At the age of 18, Rabbi Zevin began corresponding with leading sages, including the Rogatchover Gaon and Rabbi Yosef Yitzchok Schneersohn. He also began at a young age to serve Russian Jewry in various communal capacities. During the brief period of Ukrainian independence after World War I, Rabbi Zevin served as a member of the Ukrainian parliament. He also served as a member and officer of the parent body of Jewish communities in Ukraine.

In 1935, Rabbi Zevin settled in the Land of Israel and began teaching at the Mizrachi-affiliated Bet Midrash L’morim. He also served as a member of the Israeli Chief Rabbinate Council.

He held religious Zionist views and would eat a festive meal on Israeli Independence Day.

In 1947 the first volume of the Encyclopedia Talmudit was published under his editorial oversight. Zevin continued to serve as editor-in-chief until his death in 1978. This multi-volume work continues today.

Rabbi Zevin frequently corresponded with Rabbi Menachem Mendel Schneerson, the Lubavitcher Rebbe, whom he had met for the first time in Russia in the mid-1920s.
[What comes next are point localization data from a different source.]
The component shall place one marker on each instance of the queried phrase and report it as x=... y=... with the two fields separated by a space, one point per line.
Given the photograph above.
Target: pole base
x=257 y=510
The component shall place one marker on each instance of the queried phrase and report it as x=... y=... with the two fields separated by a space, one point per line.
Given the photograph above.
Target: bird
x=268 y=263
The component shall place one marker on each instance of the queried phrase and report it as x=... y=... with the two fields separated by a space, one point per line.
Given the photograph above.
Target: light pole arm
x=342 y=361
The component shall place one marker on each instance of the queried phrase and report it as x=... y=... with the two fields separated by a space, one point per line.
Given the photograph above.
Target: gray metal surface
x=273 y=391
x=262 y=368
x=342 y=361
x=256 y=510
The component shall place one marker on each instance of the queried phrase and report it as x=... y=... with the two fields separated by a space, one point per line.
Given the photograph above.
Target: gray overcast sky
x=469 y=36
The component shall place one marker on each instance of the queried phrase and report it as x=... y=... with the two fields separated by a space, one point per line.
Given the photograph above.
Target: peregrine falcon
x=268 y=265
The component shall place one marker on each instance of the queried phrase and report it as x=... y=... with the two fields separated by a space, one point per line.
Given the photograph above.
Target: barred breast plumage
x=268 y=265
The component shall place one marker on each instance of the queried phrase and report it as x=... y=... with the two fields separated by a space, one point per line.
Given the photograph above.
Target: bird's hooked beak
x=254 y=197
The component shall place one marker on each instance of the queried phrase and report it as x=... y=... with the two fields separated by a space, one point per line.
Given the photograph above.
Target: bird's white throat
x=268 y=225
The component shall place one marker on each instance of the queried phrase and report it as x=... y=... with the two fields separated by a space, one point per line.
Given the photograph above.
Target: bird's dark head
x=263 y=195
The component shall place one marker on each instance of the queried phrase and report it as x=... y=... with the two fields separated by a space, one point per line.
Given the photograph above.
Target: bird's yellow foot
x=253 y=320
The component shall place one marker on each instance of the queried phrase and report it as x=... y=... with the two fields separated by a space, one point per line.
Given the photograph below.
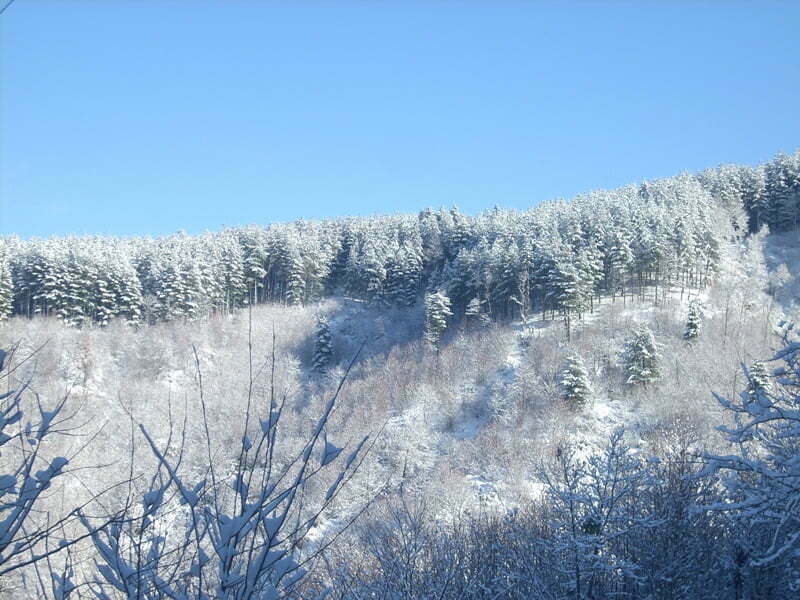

Part of this correspondence is printed in the Igrot Kodesh series. He was also among the influential scholars to encourage Rabbi Menachem Mendel Schneerson to accept the leadership over the Chabad movement after the passing of Rabbi Yosef Yitzchok Schneersohn, in 1950. He used concepts in Chabad philosophy to clarify halachic principles.

==Awards==
- In 1959, Rabbi Zevin received the Israel Prize for Rabbinic literature.
- In 1967, he received the Yakir Yerushalayim (Worthy Citizen of Jerusalem) award, the year of the award's inauguration.

==Published works==
- Encyclopedia Talmudit - a Talmudic / Halachic encyclopedia; he founded the encyclopedia together with Rabbi Meir Bar-Ilan and edited the volumes that were released in his lifetime;

Additionally, Zevin authored nine other works, including;
- L’Ohr Ha’halachah – essays on both practical and abstract halachic topics, including a halachic analysis of the legal and moral questions presented in Shakespeare’s Merchant of Venice;
- Ha’moadim Be’halachah – halachic studies of the Jewish festivals;
- Ishim Ve’shitot – biographies of selected 19th and 20th century sages with analyses of their individual methods of study;
- La’Torah Ve’la’moadim – essays on the Torah and the festivals; and
- Sippurei Chassidim – Chassidic tales arranged by parsha and festival.